# How to bin data properly for further study, by example to plot it estimated PDf and CDF?

I didn’t found a package to bin data such that I can use the binned data for further analysis, just I found some bin functions inside plotting functions, by example to plot histograms or so, but I want just the binned data, not plot it.

There is some package for this? If not, how to accomplish this task efficiently for large amounts of data (arrays of 20 million or so of length)?

P.S.: Im not so sure if this is the correct place to put this question. If not my apologies.

1 Like
``````using StatsBase
x = randn(100)
h = fit(Histogram, x)
h.edges
h.weights
``````

20M data points are not that many, but the package OnlineStats also has functionality for this if you prefer.

2 Likes

Thank you very much, Im seeing the documentation of `fit(Histogram,...)` of StatsBase right now, however it is not so clear how to transform the frequencies to fit a probability density function (that is, it is supposed that the data that is binned are random samples from an unknown continuous random variable).

Can you help me there?

You can normalize it to a density (see the StatsBase docs), but you might just want to fit a kernel density estimate directly.

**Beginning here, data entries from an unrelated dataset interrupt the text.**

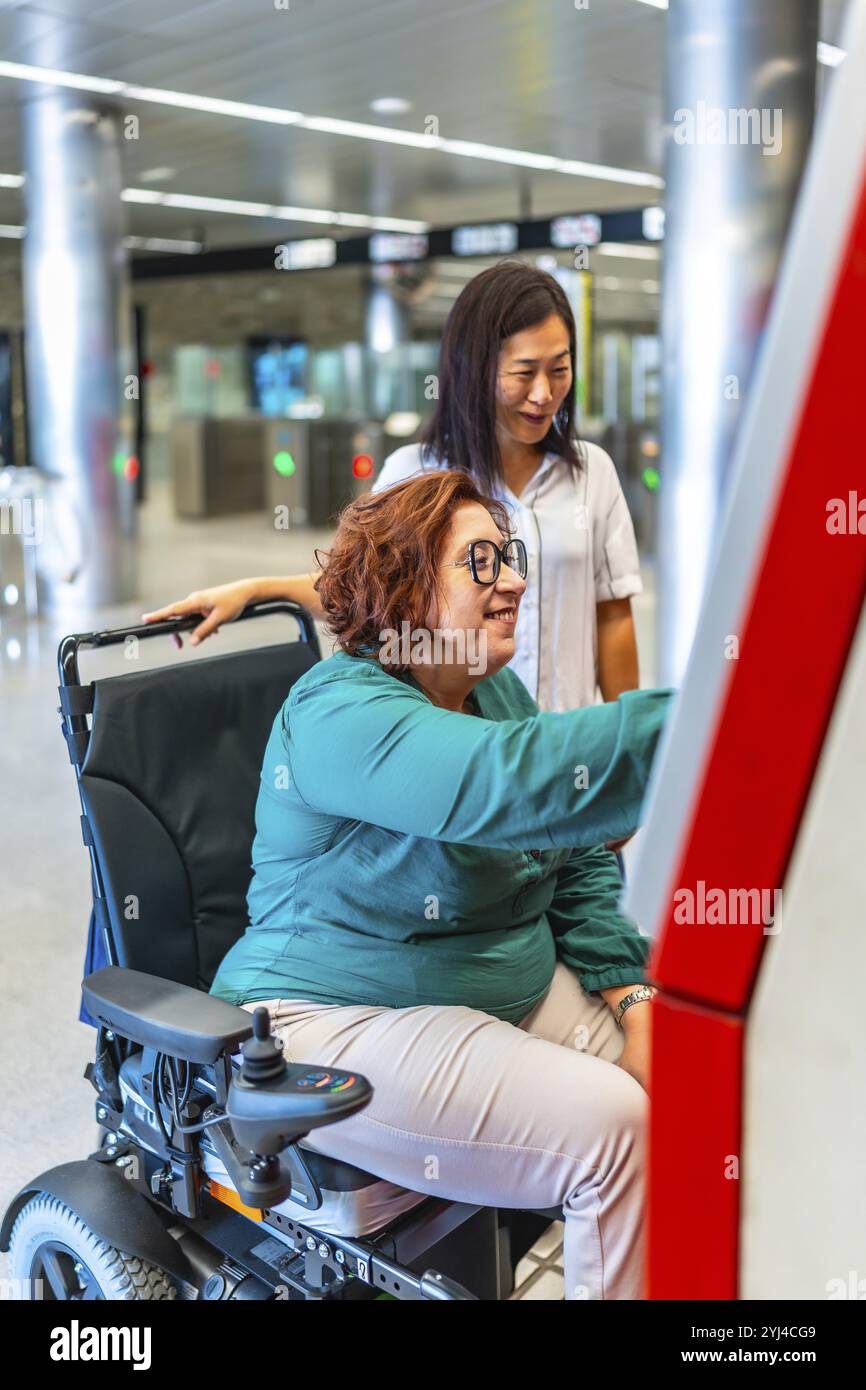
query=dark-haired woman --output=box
[211,470,669,1300]
[145,260,642,710]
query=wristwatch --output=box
[613,984,656,1023]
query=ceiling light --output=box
[123,83,300,125]
[595,242,659,260]
[0,61,663,188]
[0,63,125,96]
[124,236,203,256]
[121,188,430,232]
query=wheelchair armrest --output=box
[82,965,253,1065]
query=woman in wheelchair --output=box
[211,471,669,1300]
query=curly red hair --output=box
[316,470,510,670]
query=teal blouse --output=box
[210,652,671,1023]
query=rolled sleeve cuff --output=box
[595,574,644,603]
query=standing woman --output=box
[143,260,642,710]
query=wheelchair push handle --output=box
[57,599,321,685]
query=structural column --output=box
[657,0,820,684]
[22,88,136,609]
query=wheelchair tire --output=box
[8,1193,178,1302]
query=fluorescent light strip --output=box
[638,0,847,68]
[124,236,203,256]
[600,242,659,260]
[0,61,664,189]
[0,222,202,256]
[121,188,430,232]
[0,174,430,232]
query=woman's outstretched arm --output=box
[142,573,324,646]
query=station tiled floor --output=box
[0,482,655,1300]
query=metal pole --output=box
[657,0,820,685]
[22,88,136,609]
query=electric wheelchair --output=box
[0,600,562,1301]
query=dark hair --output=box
[316,471,510,670]
[421,260,582,492]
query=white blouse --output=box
[373,443,644,710]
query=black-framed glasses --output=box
[443,539,527,584]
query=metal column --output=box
[657,0,820,684]
[22,88,135,609]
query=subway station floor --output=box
[0,481,655,1300]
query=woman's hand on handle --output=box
[142,580,260,646]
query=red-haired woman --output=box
[211,471,667,1298]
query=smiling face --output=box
[430,502,527,676]
[496,314,573,445]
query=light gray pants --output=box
[237,962,646,1298]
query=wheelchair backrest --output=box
[67,625,318,990]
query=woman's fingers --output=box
[142,594,204,623]
[189,609,222,646]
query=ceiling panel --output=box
[0,0,845,245]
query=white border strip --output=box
[624,0,866,935]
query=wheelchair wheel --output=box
[8,1193,178,1302]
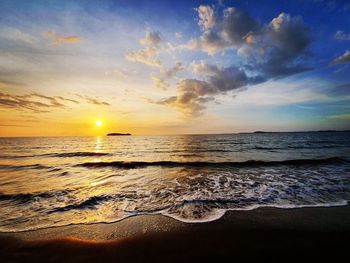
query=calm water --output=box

The exact answer mostly depends on the methodology you prefer. If you are after nonparametric estimation, choose a method for that, which may or may not involve binning first.

You can use the KernalDensity package

``````julia> using KernelDensity, Plots

julia> d = rand(1000)
1000-element Array{Float64,1}:
0.5923175294995007
0.6219508791482606
0.11909739570472966
0.2696762736531302
0.6065472676384998
0.8147677674690268
0.09467855373568423
0.7902296886734237
0.14590266743335856
0.738212509820112
⋮
0.6640510128100363
0.02775649643695477
0.7622063565473378
0.2182739231701778
0.6774344291684018
0.49430891353306783
0.12232537847668223
0.8532230145650415
0.9824081809204155

julia> k = kde(d)
UnivariateKDE{StepRangeLen{Float64,Base.TwicePrecision{Float64},Base.TwicePrecision{Float64}}}(-0.2584127475678981:0.0007416269643390421:1.2596976484341211, [7.07382e-5, 7.10556e-5, 7.15259e-5, 7.215e-5, 7.2929e-5, 7.3864e-5, 7.49568e-5, 7.6209e-5, 7.76228e-5, 7.92004e-5  …  7.59824e-5, 7.47586e-5, 7.36936e-5, 7.27858e-5, 7.20335e-5, 7.14357e-5, 7.09913e-5, 7.06998e-5, 7.05605e-5, 7.05733e-5])

julia> pdf(k, 0.5)
1.0437705563742128

julia> plot(0:0.01:1, pdf.(Ref(k), 0:0.01:1))
``````
2 Likes

Sorry, but I dont find something about normalization in the StatsBase docs.

Thank you very much, I will test this package. Just one more thing: it could be possible also estimate the CDF with this package? Im reading it tiny documentation but it doesn’t say something about the CDF. Thank you in advance.

``````julia> r = 0:0.01:1
0.0:0.01:1.0
julia> x = pdf.(Ref(k), r);

julia> cdfx = cumsum(x)/sum(x);

julia> plot(r, cdfx)
``````
1 Like

ecdf from `StatsBase` would be another option, I think.

1 Like

Just one more question to understand your code: why you had written `pdf.(Ref(k),r)` instead of just `pdf.(k,r)`? It is for something related to efficiency? I was reading the documentation of `Ref` but it is not so clear what it does (Im not a programmer, just casual programmer).

It is documented in

I agree that the documentation could be improved, eg in the docstring of `Ref`, so I made
However I still doesn’t understand what `Ref` does in the code of @aaowens, we can just use instead `pdf.(k,r)`. You said that `Ref` in broadcasting make the reference be treated as an scalar, but I dont know what it really mean for the case of the code above.
I see the problem. You can also use `pdf(k, r)` in this case because a vectorized method is defined for `pdf`. In fact, you should do that instead because it is a lot faster in this case.